Society is perceiving the reform as a gesture to raise the status of Kazakhs living abroad, especially those who are immigrating to their ancestral homeland from China.
In recent years, the issue of ethnic Kazakhs moving to Kazakhstan from China has received constant attention from the media and the public. Ethnic Kazakhs in China have sought support in Nur-Sultan, given that they are subject to regular persecution by the Chinese authorities.
While the confinement of Muslims in the Xinjiang-Uighur Autonomous Region in re-education camps has been the main issue under scrutiny, a new problem has arisen in the last year: forced labour.
Last July, Aman Jandybai, 35, moved to Turkistan, a city in southern Kazakhstan, from Xinjiang.
He said that in 2018 he was released from a re-education camp, where he had spent eight months. Then, Chinese authorities immediately forced him to work in a factory that made cell phones.
"I was paid peanuts, but I couldn't leave," said Jandybai. "The police beat me and threatened me, saying that I'd land in prison where I could be beaten to death."
A few months later Jandybai broke his arm and received permission to leave the job.
"I remember all of this like a nightmare," he said.
The Chinese government and Chinese businesses colluded, said Serikjan Bilash, a human rights activist in Almaty who also moved to Kazakhstan from China.
"When the factories started to experience a shortage of unskilled labour, the authorities began to 'supply' them with people released from political camps -- members of Turkic-speaking ethnic minorities, whom they literally exploited and enslaved," Bilash said.
Chinese authorities do not consider Kazakhs, Kyrgyz or Uighurs, who are suspected of "lacking patriotism", as full-fledged citizens with rights, he said.
The Kazakh public is outraged over the persecution of ethnic minorities in China, including ethnic Kazakhs who are compelled to look for help in their ancestral homeland, said Bilash.
The global community has condemned the systematic human-rights abuses in China.
The US Senate passed a bill imposing sanctions on the Chinese regime in response to its persecution of Muslims in Xinjiang, Radio Free Europe/Radio Liberty (RFE/RL)'s Kazakh service reported May 14.
"The bill will allow [if enacted] for imposing sanctions on high-ranking officials in the Chinese government in response to the persecution of Uighurs, Kazakhs and other native populations of Xinjiang, mainly Muslims, and for placing a series of export restrictions on goods used to suppress human rights," according to RFE/RL.
The bill was "an important step in countering the totalitarian Chinese government's widespread and horrific human rights abuses", said Senator James Risch, chair of the US Senate Foreign Relations Committee, according to Reuters.
In 2019, anti-Beijing sentiment surged in Kazakhstan.
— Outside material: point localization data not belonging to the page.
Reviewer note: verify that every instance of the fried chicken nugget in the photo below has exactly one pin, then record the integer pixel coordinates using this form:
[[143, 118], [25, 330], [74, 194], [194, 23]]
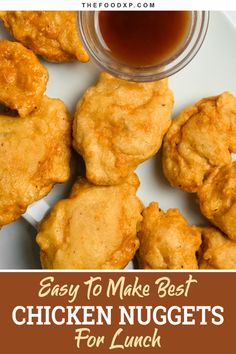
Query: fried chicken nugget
[[51, 34], [34, 155], [217, 198], [200, 138], [119, 124], [23, 78], [217, 251], [167, 241], [94, 229]]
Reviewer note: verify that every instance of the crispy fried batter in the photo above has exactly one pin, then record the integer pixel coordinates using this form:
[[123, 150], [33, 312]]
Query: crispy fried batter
[[200, 138], [119, 124], [217, 198], [51, 34], [94, 229], [218, 252], [23, 78], [34, 155], [167, 241]]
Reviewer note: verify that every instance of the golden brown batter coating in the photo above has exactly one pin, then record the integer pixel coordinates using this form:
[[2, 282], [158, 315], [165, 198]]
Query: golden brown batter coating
[[119, 124], [218, 252], [94, 229], [34, 155], [217, 198], [200, 138], [167, 241], [23, 78], [51, 34]]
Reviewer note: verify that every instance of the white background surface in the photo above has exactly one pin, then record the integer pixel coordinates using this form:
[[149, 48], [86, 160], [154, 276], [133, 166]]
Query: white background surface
[[212, 71]]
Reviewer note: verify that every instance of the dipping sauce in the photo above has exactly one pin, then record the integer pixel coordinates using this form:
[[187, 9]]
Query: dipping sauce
[[143, 38]]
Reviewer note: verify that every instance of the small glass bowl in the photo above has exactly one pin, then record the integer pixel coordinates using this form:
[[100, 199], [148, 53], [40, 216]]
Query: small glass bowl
[[99, 53]]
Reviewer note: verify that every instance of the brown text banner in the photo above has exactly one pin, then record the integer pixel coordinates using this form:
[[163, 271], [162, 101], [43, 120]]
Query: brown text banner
[[117, 312]]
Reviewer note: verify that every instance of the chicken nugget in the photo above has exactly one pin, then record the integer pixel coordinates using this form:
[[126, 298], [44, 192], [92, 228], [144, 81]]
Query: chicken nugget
[[51, 34], [200, 138], [119, 124], [94, 229], [217, 198], [23, 78], [167, 241], [34, 155], [217, 251]]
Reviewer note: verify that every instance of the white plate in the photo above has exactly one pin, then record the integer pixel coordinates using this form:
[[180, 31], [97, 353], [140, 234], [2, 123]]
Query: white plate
[[212, 71]]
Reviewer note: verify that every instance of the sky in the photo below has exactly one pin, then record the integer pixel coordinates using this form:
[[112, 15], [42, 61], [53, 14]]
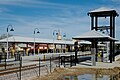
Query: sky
[[68, 16]]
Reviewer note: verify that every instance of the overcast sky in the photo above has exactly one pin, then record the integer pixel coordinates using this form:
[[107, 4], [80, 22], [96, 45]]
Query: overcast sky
[[69, 16]]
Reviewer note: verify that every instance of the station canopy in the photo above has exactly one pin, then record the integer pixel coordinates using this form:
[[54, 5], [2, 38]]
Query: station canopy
[[89, 36], [19, 39], [103, 11]]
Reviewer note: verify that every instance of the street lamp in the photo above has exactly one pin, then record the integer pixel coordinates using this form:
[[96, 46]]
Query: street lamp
[[11, 29], [64, 35], [53, 37], [34, 37]]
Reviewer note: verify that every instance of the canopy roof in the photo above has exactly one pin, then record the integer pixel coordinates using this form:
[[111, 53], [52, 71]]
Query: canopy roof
[[94, 35], [103, 11], [19, 39]]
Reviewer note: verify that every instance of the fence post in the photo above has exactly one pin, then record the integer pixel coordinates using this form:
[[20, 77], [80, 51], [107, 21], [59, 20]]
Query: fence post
[[39, 66], [5, 61], [59, 60], [44, 57], [20, 66], [50, 64]]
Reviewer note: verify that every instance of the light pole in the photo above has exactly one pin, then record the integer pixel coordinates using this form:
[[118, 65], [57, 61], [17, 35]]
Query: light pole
[[53, 37], [34, 37], [65, 40], [11, 29]]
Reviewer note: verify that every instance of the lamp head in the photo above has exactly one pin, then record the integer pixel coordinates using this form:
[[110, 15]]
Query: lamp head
[[38, 32], [12, 29]]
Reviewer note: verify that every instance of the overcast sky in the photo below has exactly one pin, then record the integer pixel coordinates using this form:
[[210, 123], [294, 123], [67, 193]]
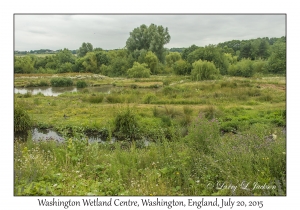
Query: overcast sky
[[34, 32]]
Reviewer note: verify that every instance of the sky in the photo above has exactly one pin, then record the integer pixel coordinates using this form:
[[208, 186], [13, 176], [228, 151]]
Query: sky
[[54, 32]]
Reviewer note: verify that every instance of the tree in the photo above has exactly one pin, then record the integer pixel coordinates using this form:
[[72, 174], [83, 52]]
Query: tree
[[65, 67], [65, 56], [210, 53], [243, 68], [24, 64], [172, 57], [277, 60], [84, 49], [152, 38], [204, 70], [188, 50], [152, 61], [90, 62], [181, 67], [139, 71]]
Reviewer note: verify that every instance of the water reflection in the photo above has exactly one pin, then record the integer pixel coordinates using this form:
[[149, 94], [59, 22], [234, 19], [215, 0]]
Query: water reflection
[[55, 91], [48, 134], [47, 91]]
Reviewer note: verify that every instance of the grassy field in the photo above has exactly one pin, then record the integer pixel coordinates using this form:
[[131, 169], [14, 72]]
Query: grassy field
[[205, 137]]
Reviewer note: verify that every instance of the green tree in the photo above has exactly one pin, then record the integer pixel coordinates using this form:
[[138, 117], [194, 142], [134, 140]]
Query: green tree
[[213, 54], [243, 68], [172, 57], [152, 38], [84, 49], [181, 67], [139, 71], [65, 67], [65, 56], [24, 64], [204, 70], [22, 121], [277, 60], [90, 62], [152, 61], [188, 50]]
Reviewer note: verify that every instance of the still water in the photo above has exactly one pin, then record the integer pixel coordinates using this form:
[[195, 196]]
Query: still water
[[55, 91]]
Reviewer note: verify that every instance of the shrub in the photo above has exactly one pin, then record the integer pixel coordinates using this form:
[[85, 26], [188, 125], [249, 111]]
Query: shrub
[[204, 70], [96, 99], [114, 99], [81, 84], [43, 83], [139, 71], [181, 67], [126, 125], [243, 68], [149, 98], [61, 82], [204, 135], [22, 121]]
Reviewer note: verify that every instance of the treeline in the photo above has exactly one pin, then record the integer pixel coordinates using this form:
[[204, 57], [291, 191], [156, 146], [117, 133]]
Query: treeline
[[41, 51], [236, 58]]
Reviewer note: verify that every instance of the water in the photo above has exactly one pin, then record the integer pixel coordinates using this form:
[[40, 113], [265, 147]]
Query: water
[[47, 91], [48, 134], [55, 91]]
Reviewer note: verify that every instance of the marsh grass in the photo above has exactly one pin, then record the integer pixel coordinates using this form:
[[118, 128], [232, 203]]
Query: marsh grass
[[198, 133]]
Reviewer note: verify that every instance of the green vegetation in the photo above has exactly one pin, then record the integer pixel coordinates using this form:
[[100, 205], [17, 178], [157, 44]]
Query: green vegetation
[[226, 130], [61, 82], [172, 122], [81, 84], [22, 121]]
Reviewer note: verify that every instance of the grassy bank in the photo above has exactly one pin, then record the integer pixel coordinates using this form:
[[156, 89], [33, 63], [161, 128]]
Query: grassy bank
[[203, 137]]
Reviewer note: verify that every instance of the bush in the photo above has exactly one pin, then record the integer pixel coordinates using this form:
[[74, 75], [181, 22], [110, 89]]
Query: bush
[[81, 84], [22, 121], [181, 67], [139, 71], [243, 68], [126, 125], [204, 70], [204, 135], [96, 99], [61, 82]]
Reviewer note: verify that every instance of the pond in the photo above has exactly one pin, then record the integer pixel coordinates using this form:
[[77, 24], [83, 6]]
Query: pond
[[55, 91], [48, 134]]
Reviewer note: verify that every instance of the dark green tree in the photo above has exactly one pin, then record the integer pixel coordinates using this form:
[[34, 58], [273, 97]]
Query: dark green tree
[[277, 60], [187, 51], [84, 49], [152, 38], [139, 71]]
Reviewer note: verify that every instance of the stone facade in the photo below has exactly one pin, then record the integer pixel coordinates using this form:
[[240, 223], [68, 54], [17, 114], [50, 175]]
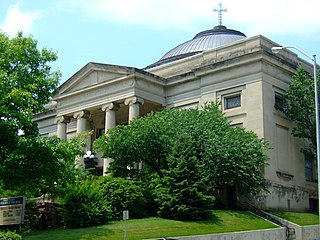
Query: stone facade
[[245, 76]]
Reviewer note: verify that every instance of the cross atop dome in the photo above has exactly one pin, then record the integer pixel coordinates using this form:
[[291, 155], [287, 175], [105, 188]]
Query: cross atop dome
[[220, 10]]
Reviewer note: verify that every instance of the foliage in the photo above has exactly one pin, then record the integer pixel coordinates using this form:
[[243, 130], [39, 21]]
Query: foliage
[[237, 159], [299, 106], [38, 164], [26, 83], [9, 235], [157, 228], [185, 193], [32, 218], [121, 194], [83, 205], [224, 150]]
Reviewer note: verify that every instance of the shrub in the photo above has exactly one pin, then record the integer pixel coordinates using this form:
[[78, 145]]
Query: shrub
[[9, 235], [184, 194], [121, 194], [83, 205]]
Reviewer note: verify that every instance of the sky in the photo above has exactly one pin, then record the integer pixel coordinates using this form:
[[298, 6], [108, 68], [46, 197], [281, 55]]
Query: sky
[[137, 33]]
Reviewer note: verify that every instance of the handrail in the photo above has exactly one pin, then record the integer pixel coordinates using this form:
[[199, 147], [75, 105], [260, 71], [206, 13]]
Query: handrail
[[290, 232]]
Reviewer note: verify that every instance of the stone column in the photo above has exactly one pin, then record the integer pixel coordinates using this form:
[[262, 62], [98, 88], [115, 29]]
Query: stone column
[[62, 126], [81, 117], [134, 107], [110, 120], [134, 112]]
It became evident in regular demonstrations and clashes between local and Chinese workers.
Last September, anti-Beijing demonstrations took place in Zhanaozen. About 500 participants turned out on the central square, where they chanted slogans denouncing the Chinese regime. Many of the attendees came from other Kazakh cities.
Later that same month, Zhanaozen residents staged another rally. The demonstrators were protesting the construction of Chinese factories in Kazakhstan and, more broadly, close economic co-operation with China that they consider harmful to Kazakhstan.